Erdoğan ve ardında kenetleniş bir avuç gazeteci ve fikir adamı her gün, adeta yırtınırcasına, ekranlarda durumu millete izaha çabalıyorlar. Bu çabalar çölde bir sayha gibi kaybolup gitmiyor. O insanları millet can kulağı ile dinliyor.
Millet, durumun son derece farkında.
Millet, farkındalığını 15 Temmuz’da net olarak ortaya koydu.
Milletimiz ile Devletimiz, tarihîmizde eşine az rastlanır bir sinerji, bir ahenk içindeler.
Bu sinerji, bu ahenk, dağları deler!
“Despotluğun Kalesi”
1877’de açılan, İlk Osmanlı parlamentosuna baktığımızda, en ilginç özelliğinin, İmparatorlukta egemen unsur olan Müslümanların yanında, gayri Müslimlerin de hayli yüksek oranda temsil edildiğidir.
Bu durumun ilginç yanı, Avrupa’da olduğu halde, Avusturya- Macaristan monarşisinde bile Çek, Hırvat, Sloven, Slovak gibi azınlıkların haksızlık derecesinde düşük olmasına karşın “Despotluğun Kalesi” gösterilen Osmanlı İmparatorluğu’nda bunun tersinin olmasıdır. (Doç.

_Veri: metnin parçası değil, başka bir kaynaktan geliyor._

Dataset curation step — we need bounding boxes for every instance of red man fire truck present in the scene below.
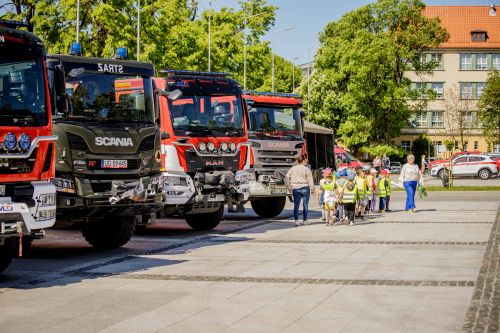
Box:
[0,21,57,271]
[155,70,248,230]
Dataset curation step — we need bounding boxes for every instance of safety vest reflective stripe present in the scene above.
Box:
[342,187,357,203]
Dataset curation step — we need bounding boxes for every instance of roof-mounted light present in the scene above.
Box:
[69,42,82,56]
[243,91,302,98]
[160,69,232,78]
[115,47,127,60]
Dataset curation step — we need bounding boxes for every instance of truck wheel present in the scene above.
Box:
[250,197,286,217]
[478,169,491,180]
[0,239,14,272]
[184,204,224,230]
[82,217,136,249]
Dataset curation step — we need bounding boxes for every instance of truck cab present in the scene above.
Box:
[155,70,248,230]
[243,91,305,217]
[47,48,164,248]
[0,21,57,271]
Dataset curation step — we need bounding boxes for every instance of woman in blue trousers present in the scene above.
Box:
[399,154,423,213]
[286,155,314,226]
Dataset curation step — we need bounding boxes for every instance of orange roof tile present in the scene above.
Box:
[424,6,500,49]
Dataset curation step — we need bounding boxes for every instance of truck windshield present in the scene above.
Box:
[249,107,302,140]
[66,68,154,123]
[0,56,48,126]
[168,95,244,137]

Dr. Mehmet Turhan, Siyasal Elitler, Gündoğan Yay.1991-s.91)
1871 de Osmanlı’ya “Despotuğun Kalesi” diyorlar.
2017 de Türkiye’ye “Despotuğun Kalesi” diyorlar.

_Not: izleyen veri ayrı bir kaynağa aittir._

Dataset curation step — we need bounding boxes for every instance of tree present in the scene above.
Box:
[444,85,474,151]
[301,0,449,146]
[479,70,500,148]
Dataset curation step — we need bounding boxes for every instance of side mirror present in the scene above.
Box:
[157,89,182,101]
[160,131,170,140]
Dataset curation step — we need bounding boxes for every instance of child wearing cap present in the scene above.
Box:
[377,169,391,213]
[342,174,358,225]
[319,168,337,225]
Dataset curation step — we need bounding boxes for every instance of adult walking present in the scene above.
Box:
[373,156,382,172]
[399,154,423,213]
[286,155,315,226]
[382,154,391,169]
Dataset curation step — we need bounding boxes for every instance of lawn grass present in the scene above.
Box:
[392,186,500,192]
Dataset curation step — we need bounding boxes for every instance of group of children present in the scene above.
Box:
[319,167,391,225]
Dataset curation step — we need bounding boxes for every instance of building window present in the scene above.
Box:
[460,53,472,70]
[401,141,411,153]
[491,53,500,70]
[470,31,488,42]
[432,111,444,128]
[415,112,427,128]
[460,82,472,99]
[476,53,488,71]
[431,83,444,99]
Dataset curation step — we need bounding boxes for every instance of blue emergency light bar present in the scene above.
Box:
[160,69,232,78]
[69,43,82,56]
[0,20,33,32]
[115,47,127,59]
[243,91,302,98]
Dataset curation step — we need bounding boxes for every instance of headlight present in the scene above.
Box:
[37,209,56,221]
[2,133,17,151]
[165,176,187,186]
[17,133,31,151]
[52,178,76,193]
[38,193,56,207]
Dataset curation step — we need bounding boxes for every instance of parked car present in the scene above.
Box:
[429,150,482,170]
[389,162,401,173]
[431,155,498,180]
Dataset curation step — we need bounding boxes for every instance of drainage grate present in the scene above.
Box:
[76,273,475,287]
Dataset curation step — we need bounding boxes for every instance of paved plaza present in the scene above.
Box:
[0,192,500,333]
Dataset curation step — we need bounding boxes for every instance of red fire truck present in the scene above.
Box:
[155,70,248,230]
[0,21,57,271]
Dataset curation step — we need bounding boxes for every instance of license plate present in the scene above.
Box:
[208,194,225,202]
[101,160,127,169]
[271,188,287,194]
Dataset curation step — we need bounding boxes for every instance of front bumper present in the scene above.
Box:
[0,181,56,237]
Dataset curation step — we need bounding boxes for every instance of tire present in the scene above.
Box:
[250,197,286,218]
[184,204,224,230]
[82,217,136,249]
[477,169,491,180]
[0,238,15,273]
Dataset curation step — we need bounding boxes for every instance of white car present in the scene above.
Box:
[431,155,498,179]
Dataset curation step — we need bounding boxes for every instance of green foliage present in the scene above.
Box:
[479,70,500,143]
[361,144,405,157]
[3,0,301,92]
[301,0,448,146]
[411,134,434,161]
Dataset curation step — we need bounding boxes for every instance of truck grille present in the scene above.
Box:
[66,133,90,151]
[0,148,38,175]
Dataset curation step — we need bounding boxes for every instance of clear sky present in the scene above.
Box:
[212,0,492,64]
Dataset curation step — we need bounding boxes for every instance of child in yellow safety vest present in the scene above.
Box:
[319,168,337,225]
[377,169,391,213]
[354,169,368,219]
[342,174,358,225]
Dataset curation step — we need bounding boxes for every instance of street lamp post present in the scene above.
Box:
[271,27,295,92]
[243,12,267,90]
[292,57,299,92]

Tencere tava, hep aynı hava.
Bu şu demek!
İt’ in ürüdüğüne takılma, kervanı, bildiğince yürüt!
Ulusalcılar/Kemalistler, Efendilerine diklenemezler!

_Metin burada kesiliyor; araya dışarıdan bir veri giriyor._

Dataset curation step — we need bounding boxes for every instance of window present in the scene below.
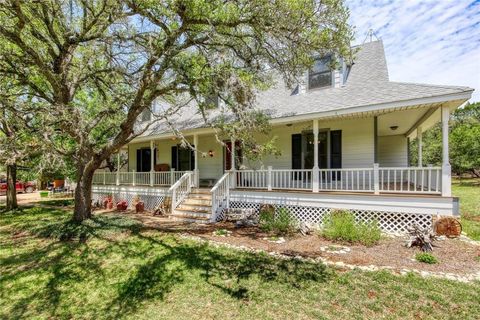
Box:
[308,56,332,89]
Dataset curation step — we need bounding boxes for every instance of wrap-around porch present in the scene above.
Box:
[94,104,458,230]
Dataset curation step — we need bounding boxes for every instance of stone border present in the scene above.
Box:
[180,233,480,283]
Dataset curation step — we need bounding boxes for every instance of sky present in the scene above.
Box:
[346,0,480,102]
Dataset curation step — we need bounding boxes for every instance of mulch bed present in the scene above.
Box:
[103,214,480,275]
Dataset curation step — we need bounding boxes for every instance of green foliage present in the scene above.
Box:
[410,102,480,176]
[259,207,297,234]
[321,210,381,246]
[415,252,438,264]
[0,0,353,220]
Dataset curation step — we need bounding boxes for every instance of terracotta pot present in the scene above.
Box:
[53,179,65,188]
[117,200,128,211]
[135,201,145,213]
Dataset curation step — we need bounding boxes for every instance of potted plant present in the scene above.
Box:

Türkiye’deki Kilise ve Sinagoglarda Papaz ve Kohen’ ler 80 yıldan beri nikah kıyarlar.
Ulusalcılar/Kemalistler buna en ufak bir itiraz, eleştiri, yaygara yapamaz, gık bile diyemezler.
Efendilerine diklenemezler.
Sadece Anadolu insanına ve müftülere horozlanırlar !
Kitap-Kalaşenkof-CHP
Bir zamanlar bu ülkede kitap bulundurmak suçtu. 30’lu yıllarda Kur’an öğrenmek için gerekli olan Kur’an alfabesi(elifba) bile suçtu. 90 lara kadar Said Nursi’nin kitapları, Risale-i Nurlar, Kalaşenkof bulundurmak kadar tehlikeli idi.
Ulusalcılar/CHP liler, kasten, Said Nursi demez, “Said-i Kürdi” diyerek güya aşağılarlardı. Bu ifade ile Türk olmadığı vurgulanır, “iyi olsa Türk olurdu” sen de “Türk Düşmanı olmasan O’nun kitaplarını okumazsın” denmek istenirdi.
70 lerde, 80 lerde un çuvalları içine, bahçede açılan toprak çukurlara kitap saklardık. Ani baskınlarla polis, jandarma evlerde kitap arardı.
Cumhuriyet’in ilk bakanlarından Dr. Rıza Nur’un kitapları da şiddetli yasak kitaplardandı.(“Nur” soyadı, onun dindar olduğu anlamına gelmiyor, bilakis dine kayıtsız, hatta alerjik bir kişidir) Rıza Nur’un kitabı “Hayatım-Hatıratım” ın yurtdışı baskısına esrarengiz yöntemlerle ulaşılır, etrafa sezdirmeden gizli-saklı okunurdu. Okuduklarınızı da sağda solda boşboğazlık edip anlatmamanız tembih edilirdi. İyi saatte olsunların kulağına giderse sizin için iyi olmazdı!
CHP’nin; adaleti, demokrasisi, insan hakları, fikir hürriyeti, inanç hürriyeti, işte buydu.